Apache-sparkHow-ToBeginner · 3 min read

How to Use dropna in PySpark to Remove Null Values

In PySpark, use the dropna() method on a DataFrame to remove rows containing null or missing values. You can customize it by specifying parameters like how (to drop rows with any or all nulls) and subset (to focus on specific columns).

📐

Syntax

The dropna() method removes rows with null values from a DataFrame. It has these main parameters:

how: 'any' (default) drops rows with any nulls; 'all' drops rows only if all specified columns are null.
thresh: requires a minimum number of non-null values to keep the row.
subset: list of columns to check for nulls instead of all columns.

python

DataFrame.dropna(how='any', thresh=None, subset=None)

💻

Example

This example shows how to remove rows with any null values and how to drop rows only if all values in specified columns are null.

python

from pyspark.sql import SparkSession
from pyspark.sql import Row

spark = SparkSession.builder.master('local[*]').appName('DropNAExample').getOrCreate()

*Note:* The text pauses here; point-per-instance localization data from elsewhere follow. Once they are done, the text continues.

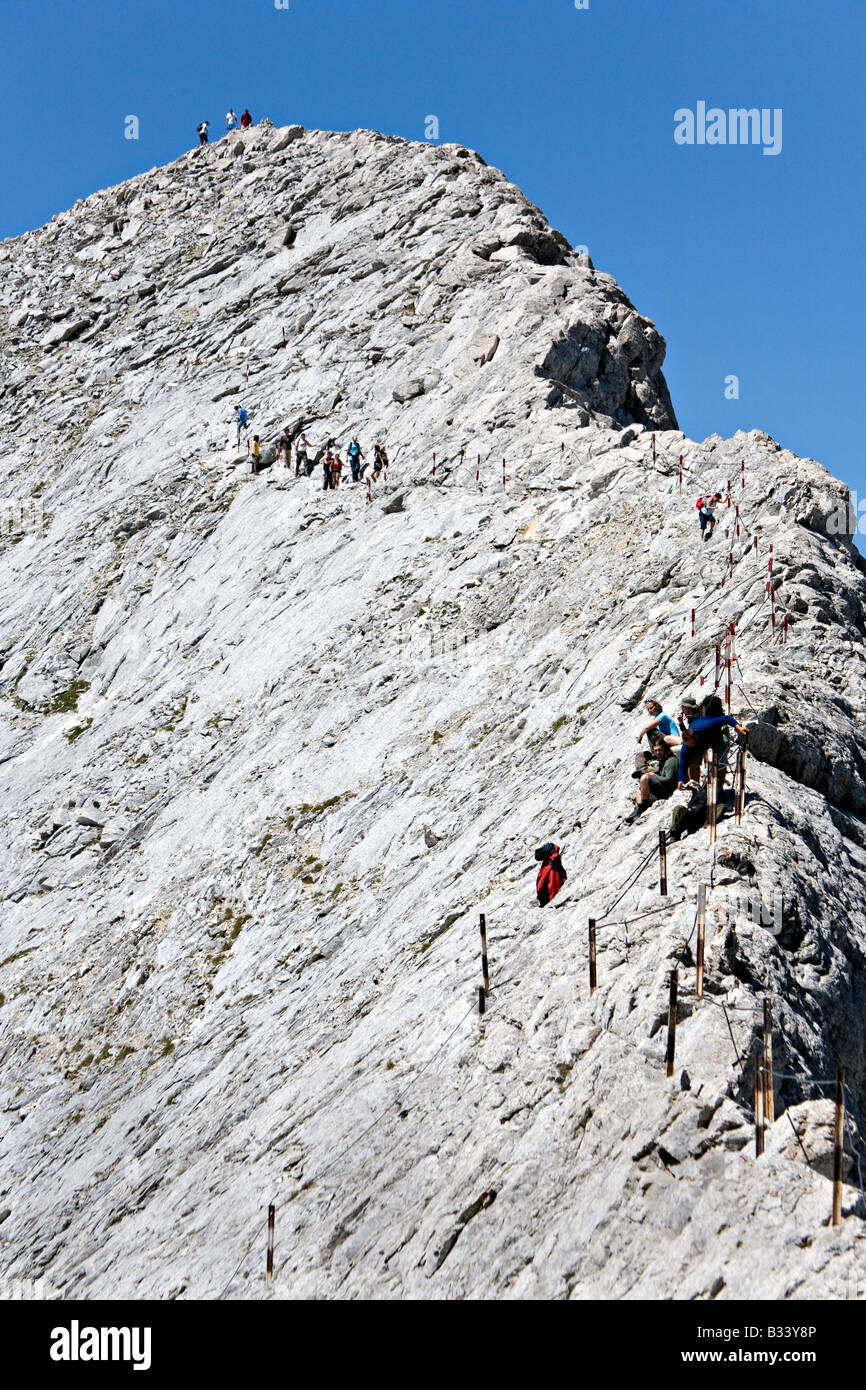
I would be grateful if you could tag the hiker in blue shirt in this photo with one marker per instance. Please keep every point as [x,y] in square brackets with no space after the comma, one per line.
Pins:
[701,734]
[665,723]
[355,459]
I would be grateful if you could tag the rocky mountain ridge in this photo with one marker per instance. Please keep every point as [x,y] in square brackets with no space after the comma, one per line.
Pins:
[267,752]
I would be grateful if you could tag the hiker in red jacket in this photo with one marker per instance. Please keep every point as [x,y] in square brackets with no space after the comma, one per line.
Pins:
[551,876]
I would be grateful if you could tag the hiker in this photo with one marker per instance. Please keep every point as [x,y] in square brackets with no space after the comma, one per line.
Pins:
[355,455]
[655,786]
[551,876]
[685,820]
[706,513]
[665,723]
[380,460]
[704,733]
[242,421]
[302,456]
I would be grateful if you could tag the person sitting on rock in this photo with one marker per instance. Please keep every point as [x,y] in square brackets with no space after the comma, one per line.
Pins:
[701,734]
[551,876]
[355,455]
[655,786]
[706,514]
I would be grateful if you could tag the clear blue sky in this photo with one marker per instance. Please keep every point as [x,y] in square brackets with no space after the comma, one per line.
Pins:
[749,264]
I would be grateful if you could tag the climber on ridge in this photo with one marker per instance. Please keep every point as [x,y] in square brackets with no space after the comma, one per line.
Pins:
[551,876]
[706,513]
[655,784]
[704,733]
[355,455]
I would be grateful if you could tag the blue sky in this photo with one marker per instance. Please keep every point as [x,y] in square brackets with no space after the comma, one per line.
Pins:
[749,264]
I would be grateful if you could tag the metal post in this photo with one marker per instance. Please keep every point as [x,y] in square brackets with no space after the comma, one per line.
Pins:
[701,936]
[758,1105]
[711,794]
[837,1147]
[768,1062]
[484,966]
[672,1025]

# Create example data with nulls
data = [
    Row(name='Alice', age=25, city='New York'),
    Row(name='Bob', age=None, city='Los Angeles'),
    Row(name=None, age=None, city=None),
    Row(name='David', age=30, city=None)
]

df = spark.createDataFrame(data)

# Drop rows with any null values
df_drop_any = df.dropna()

# Drop rows where all columns are null
df_drop_all = df.dropna(how='all')

# Drop rows with nulls only in 'age' and 'city'
df_drop_subset = df.dropna(subset=['age', 'city'])

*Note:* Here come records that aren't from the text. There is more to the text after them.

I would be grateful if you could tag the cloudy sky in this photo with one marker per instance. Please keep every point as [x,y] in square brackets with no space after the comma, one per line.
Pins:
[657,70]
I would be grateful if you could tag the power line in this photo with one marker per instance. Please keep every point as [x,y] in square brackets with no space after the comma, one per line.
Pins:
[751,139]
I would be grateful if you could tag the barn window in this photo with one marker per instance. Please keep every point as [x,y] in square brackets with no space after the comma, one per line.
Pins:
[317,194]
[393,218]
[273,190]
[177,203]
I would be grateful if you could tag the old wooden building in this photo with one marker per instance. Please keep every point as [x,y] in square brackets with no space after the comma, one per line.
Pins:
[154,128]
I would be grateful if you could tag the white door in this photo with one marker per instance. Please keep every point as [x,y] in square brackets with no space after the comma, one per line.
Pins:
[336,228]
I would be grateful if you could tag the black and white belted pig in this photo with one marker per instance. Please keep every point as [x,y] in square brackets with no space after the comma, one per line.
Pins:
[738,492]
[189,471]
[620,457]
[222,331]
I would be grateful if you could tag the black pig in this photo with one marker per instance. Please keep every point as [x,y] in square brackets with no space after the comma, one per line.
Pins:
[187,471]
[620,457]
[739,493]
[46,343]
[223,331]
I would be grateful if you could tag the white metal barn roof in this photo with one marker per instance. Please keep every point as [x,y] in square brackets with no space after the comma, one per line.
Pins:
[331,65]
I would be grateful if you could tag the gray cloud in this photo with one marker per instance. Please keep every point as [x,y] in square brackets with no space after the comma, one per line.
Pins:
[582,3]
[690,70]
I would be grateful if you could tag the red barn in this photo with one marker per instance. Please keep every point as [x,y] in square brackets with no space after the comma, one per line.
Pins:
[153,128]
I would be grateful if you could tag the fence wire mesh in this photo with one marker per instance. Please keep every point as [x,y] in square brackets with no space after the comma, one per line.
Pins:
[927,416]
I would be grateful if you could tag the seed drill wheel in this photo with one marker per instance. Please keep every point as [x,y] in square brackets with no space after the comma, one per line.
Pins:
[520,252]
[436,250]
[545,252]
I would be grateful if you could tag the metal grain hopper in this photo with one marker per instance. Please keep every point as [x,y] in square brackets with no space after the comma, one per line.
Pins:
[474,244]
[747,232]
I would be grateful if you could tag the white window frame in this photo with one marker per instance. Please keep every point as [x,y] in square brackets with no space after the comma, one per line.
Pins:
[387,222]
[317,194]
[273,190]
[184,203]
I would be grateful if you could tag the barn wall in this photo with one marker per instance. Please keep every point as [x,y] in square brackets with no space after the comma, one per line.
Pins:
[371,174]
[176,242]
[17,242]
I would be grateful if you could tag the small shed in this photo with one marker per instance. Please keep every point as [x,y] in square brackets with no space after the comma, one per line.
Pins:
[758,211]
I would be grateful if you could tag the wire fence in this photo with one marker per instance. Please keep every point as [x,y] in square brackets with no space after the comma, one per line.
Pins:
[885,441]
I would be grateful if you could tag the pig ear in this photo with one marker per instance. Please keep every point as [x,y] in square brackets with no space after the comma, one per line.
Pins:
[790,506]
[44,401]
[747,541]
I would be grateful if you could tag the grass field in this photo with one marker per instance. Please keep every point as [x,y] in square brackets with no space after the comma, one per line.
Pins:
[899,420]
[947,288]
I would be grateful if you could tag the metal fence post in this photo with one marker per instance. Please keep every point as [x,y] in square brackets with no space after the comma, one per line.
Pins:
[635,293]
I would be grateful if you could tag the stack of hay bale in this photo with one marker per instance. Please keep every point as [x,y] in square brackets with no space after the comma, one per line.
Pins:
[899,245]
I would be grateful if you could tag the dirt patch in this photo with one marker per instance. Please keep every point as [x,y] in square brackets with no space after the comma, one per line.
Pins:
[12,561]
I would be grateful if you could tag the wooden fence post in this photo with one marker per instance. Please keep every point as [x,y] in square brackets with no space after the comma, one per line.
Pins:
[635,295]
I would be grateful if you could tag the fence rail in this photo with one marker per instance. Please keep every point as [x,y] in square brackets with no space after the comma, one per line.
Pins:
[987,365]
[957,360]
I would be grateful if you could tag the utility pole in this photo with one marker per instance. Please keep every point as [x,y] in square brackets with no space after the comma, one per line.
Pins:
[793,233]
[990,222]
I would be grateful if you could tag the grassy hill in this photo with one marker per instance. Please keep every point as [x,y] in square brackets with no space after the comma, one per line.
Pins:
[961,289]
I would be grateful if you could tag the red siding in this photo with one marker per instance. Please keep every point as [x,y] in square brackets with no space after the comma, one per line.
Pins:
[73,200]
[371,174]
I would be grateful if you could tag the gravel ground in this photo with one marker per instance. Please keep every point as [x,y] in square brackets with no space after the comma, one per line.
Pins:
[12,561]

print('Original DataFrame:')
df.show()

print('Drop rows with any nulls:')
df_drop_any.show()

print('Drop rows where all columns are null:')
df_drop_all.show()

print('Drop rows with nulls in age or city:')
df_drop_subset.show()

spark.stop()

Output

⚠️

Common Pitfalls

Common mistakes when using dropna() include:

Not specifying subset when you want to check nulls only in certain columns, which may remove more rows than intended.
Confusing how='any' and how='all', leading to unexpected row drops.
Forgetting that dropna() returns a new DataFrame and does not modify the original.

python

from pyspark.sql import SparkSession

spark = SparkSession.builder.master('local[*]').appName('DropNAExample').getOrCreate()

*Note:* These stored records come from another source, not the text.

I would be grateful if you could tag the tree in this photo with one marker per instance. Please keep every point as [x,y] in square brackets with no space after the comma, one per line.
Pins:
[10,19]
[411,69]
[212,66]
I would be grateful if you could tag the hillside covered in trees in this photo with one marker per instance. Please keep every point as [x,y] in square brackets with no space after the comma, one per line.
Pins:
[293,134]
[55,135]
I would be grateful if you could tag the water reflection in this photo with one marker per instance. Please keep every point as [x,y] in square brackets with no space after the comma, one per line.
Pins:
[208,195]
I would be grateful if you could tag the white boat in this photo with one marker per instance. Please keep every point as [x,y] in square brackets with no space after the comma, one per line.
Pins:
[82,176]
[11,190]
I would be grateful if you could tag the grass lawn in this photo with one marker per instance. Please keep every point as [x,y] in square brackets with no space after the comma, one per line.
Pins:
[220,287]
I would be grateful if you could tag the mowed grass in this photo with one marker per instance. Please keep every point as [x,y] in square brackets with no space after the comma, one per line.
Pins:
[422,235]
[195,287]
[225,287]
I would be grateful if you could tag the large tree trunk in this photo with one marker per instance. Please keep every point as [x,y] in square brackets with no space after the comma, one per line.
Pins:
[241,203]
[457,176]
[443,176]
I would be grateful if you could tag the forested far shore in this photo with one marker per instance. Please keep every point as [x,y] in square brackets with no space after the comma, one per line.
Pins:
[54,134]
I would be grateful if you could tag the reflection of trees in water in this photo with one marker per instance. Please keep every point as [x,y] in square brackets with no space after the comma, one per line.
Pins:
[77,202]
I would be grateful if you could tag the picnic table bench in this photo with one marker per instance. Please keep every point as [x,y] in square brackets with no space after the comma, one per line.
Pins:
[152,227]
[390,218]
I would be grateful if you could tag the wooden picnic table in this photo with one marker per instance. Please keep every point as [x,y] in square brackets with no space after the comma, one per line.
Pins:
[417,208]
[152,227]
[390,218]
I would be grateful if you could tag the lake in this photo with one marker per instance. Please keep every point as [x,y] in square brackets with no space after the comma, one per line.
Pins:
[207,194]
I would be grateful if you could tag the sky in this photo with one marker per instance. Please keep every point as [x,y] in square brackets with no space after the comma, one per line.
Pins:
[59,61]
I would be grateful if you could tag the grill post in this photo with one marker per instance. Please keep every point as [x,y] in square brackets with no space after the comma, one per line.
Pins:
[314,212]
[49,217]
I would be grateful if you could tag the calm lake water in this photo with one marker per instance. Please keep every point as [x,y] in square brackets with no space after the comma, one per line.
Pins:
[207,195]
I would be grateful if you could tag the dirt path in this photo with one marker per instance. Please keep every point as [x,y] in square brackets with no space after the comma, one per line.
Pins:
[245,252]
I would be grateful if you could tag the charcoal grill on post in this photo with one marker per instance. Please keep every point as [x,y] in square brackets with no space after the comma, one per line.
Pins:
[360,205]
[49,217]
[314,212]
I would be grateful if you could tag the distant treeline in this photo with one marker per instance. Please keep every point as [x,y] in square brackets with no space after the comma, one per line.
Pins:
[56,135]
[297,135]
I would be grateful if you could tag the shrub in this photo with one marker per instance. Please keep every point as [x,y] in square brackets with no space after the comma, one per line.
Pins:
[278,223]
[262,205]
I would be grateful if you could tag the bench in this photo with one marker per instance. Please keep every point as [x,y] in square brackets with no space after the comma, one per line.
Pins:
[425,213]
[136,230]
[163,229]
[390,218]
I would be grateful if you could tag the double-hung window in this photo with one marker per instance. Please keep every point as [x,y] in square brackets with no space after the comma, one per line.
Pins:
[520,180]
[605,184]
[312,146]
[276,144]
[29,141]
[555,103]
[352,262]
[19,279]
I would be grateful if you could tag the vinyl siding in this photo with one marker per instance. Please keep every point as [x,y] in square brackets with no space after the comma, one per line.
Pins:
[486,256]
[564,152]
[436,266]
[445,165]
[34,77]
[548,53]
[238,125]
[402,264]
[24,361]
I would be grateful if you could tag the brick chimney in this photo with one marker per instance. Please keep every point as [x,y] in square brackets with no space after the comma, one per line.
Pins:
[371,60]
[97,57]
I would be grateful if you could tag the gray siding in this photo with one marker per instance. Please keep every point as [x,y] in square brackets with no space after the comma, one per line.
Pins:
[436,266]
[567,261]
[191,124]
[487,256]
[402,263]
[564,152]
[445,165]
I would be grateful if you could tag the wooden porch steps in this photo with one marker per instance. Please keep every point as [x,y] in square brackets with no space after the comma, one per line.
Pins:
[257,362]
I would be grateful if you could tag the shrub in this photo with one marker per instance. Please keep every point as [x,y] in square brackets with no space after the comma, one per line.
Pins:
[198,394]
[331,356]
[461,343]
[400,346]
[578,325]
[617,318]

data = [(1, None), (None, 2), (None, None), (3, 4)]
columns = ['A', 'B']
df = spark.createDataFrame(data, columns)

# Wrong: expecting to drop rows with nulls only in column 'A' but not using subset
wrong_drop = df.dropna()

# Right: specify subset to drop rows with nulls in column 'A' only
right_drop = df.dropna(subset=['A'])

print('Original DataFrame:')
df.show()
print('Wrong drop (no subset):')
wrong_drop.show()
print('Right drop (subset=["A"]):')
right_drop.show()

spark.stop()

Output

Original DataFrame: +----+----+ | A| B| +----+----+ | 1|null| |null| 2| |null|null| | 3| 4| +----+----+ Wrong drop (no subset): +---+---+ | A| B| +---+---+ | 3| 4| +---+---+ Right drop (subset=["A"]): +----+----+ | A| B| +----+----+ | 1|null| | 3| 4| +----+----+

📊

Quick Reference

Summary of dropna() parameters:

Parameter	Description	Default
how	'any' drops rows with any nulls; 'all' drops rows only if all specified columns are null	'any'
thresh	Minimum number of non-null values required to keep the row	None
subset	List of columns to check for nulls instead of all columns	None (all columns)

✅

Key Takeaways

Use DataFrame.dropna() to remove rows with null values in PySpark.

Specify 'how' parameter as 'any' or 'all' to control drop behavior.

Use 'subset' to focus on specific columns when dropping nulls.

dropna() returns a new DataFrame; original is unchanged.

Be careful with parameters to avoid dropping unintended rows.